En ninguno de los dos
aspectos, en contra de lo proclamado por la Constitución, se ha visto amparado
el ejercicio imparcial de la función. No existen en nuestro ordenamiento
jurídico instituciones o procedimientos de amparo de la imparcialidad
funcionarial ante las presiones internas o externas; y si existen, no
funcionan. El gobierno no sólo no ha propiciado su establecimiento, sino que al
amparo de la inexistencia de tales garantías ha encontrado el terreno abonado
para la satisfacción de sus intereses partidistas sin encontrar oposición.
El gobierno socialista ha degradado el
modelo constitucional para acomodarlo a sus propósitos de dominación política
hegemónica.
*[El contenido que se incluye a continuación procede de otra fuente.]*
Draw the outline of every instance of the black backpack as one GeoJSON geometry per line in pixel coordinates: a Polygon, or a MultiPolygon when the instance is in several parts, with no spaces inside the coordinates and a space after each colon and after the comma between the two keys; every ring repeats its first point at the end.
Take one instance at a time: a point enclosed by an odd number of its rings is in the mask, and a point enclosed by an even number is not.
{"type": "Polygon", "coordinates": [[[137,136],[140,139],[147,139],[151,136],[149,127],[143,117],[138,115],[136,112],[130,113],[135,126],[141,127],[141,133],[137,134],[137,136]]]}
Por fortuna, ese proyecto aún no está perfeccionado, aunque poco le
falta. Y no lo está porque, entre otras causas, inesperadamente, el régimen se
ha encontrado con la firme y resuelta oposición de un sector importante de los
afectados. Podemos evitar la consumación de ese despropósito antidemocrático.
Aún es tiempo, pero hace falta disposición. El día 25 tenemos una oportunidad –quizá
la última- para poner freno a este estado de cosas, y poder gritar a este
gobierno desleal, que ha humillado la Constitución, lo que el Pueblo cantó al
Rey felón en 1820:
“Tú que no quieres lo
que queremos,
la Ley hermosa hecha en
bien nuestro:
Trágala, trágala,
trágala perro…”
Max Estrella, cesante de hombre libre.